Порожденный французской революцией прозелитизм, вдохновляемый новой религией без Бога, привел в страх правителей половины Европы, вековые права которых оказались под угрозой, и вынудил их объявить непримиримую войну идеям философов. Но выяснилось, что возвращение к status quo невозможно: прежнее общество умерло навсегда; новые идеи проникли вглубь, особенно в среду интеллектуалов; пытаться пресечь их распространение, призывать к возвращению в прошлое было анахронизмом. Новое время продолжало свой путь через ряд противоречий, которые привели к сосуществованию, на первый взгляд, непримиримых форм мышления: чем громче провозглашалась вера в прогресс и разум, тем больше европеец предавался творению новых богов, стремясь исправить отсутствие незыблемых авторитетов и избавиться от чувства неопределенности, возникавшей – что вполне понятно – от разрушения всякой связи с традицией. Итак, в эпоху “современности”, по наблюдениям историка религий Жан-Пьера Сирроно, священное «угасает с одной стороны» только для того, «чтобы вновь появиться с другой; отнюдь не исчезая окончательно, оно претерпевает метаморфозы и переносится на новые объекты»[183]. По мнению многих исследователей феномена религии, считающих священное одной из фундаментальных антропологических категорий[184], такие проявления порождаются необходимостью придать ценность «индивидуальному или коллективному» существованию, усиливаясь в периоды кризисов[185]. Итак, когда общество подвергается радикальным и неожиданным изменениям, в лучшую или худшую сторону, люди защищают себя, изыскивая стратегии, которые содействовали бы приспособлению к новой ситуации и позволяли адекватно откликнуться на перемены. «Необычное», как сказал бы Лотман[186], побуждает к новому опыту и призывает соразмериться с неожиданным, чтобы вновь обрести утраченное равновесие; событие, ставшее разрушителем спокойствия, дезориентирующее и порождающее неуверенность, вынуждает людей прибегать к самозащите посредством поиска таких начал, которые вернули бы существованию надежность и смысл. Итак, «современность» как эпоха глубоких трансформаций, увлекающих человека в водоворот непрерывных перемен, есть период, благоприятствующий метаморфозам священного, а не его исчезновению.

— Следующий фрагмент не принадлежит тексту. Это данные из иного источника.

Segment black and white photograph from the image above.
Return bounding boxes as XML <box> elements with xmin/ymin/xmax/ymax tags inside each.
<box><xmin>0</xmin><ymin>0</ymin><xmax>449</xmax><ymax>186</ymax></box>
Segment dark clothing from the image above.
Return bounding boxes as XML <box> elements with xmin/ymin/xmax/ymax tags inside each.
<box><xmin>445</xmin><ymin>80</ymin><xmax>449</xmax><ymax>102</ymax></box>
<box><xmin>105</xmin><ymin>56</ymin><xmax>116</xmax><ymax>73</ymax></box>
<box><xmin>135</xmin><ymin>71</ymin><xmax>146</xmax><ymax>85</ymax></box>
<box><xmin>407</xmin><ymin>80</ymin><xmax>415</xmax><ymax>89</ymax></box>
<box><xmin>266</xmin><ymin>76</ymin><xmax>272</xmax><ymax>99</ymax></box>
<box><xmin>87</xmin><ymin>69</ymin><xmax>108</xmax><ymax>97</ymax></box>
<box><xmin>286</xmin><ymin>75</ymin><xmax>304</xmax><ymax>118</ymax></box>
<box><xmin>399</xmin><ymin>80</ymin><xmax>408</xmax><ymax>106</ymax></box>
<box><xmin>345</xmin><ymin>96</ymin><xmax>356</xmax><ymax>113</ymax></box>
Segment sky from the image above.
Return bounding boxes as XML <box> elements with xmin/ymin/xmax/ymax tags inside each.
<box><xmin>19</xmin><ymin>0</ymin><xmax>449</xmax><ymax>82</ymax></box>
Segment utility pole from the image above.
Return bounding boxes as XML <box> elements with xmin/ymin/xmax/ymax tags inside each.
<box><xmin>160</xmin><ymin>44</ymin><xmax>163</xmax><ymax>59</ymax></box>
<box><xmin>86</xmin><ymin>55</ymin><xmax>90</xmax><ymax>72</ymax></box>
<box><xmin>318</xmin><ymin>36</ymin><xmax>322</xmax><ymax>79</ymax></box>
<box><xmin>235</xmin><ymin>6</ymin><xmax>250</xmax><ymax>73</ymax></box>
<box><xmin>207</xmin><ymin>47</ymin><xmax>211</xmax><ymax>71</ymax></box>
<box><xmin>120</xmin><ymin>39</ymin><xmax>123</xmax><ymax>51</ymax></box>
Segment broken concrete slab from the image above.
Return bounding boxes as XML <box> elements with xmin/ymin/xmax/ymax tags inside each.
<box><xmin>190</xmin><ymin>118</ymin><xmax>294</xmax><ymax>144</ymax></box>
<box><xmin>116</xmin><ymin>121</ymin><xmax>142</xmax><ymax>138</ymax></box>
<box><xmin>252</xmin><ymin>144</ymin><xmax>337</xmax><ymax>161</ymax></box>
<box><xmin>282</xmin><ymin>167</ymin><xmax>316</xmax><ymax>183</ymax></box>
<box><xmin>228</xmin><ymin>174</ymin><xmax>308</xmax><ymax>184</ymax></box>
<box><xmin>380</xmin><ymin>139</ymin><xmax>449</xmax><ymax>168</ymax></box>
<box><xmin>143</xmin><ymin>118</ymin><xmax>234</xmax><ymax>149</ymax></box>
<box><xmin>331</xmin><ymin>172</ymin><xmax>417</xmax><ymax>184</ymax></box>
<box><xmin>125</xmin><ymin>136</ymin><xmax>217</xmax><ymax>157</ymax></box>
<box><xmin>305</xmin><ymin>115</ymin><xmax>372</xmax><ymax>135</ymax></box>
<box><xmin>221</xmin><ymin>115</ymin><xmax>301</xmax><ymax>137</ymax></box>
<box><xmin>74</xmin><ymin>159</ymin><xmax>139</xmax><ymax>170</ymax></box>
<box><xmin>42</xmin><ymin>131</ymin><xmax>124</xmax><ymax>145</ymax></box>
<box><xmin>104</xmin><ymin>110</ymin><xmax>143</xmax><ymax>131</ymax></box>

Высвобожденные, развязанные энергии, отторгаясь отрелигиозных верований, – подчеркивает французский социолог Жюль Моннеро, – обращаются на другие объекты. Выходит так, как будто формирование нового типа священного является как раз вовремя, чтобы компенсировать потерю старых верований. Люди, постепенно осознавая между собой новые связи, в которых выражаются условия их нынешнего существования, придают им совершенно новую эмоциональную ценность, но у нее есть свои прецеденты. Происходит не исчезновение, а как бы перенос священного[187].

Среди сакрализованных социальных сущностей особую важность в Новое время приобрела революция как состояние, в котором развертывались феномены «коллективного брожения».

«Человеку кажется, – отмечает относительно французской революции Дюркгейм, – что над ним властвуют силы, которые он не опознает как свои собственные, что они его увлекают […], он чувствует себя перенесенным в мир, отличный от того, в котором развертывается его частное существование. Жизнь здесь не только напряжена, она отличается качественно […], человек теряет заинтересованность в себе самом, забывает себя, целиком отдавая себя общим целям. […] В такие исторические моменты эта высшая жизнь проживается с такой интенсивностью, столь исключительным образом, что занимает сознание почти целиком, более или менее полностью избавляя его от забот эгоистического или низкого порядка»[188].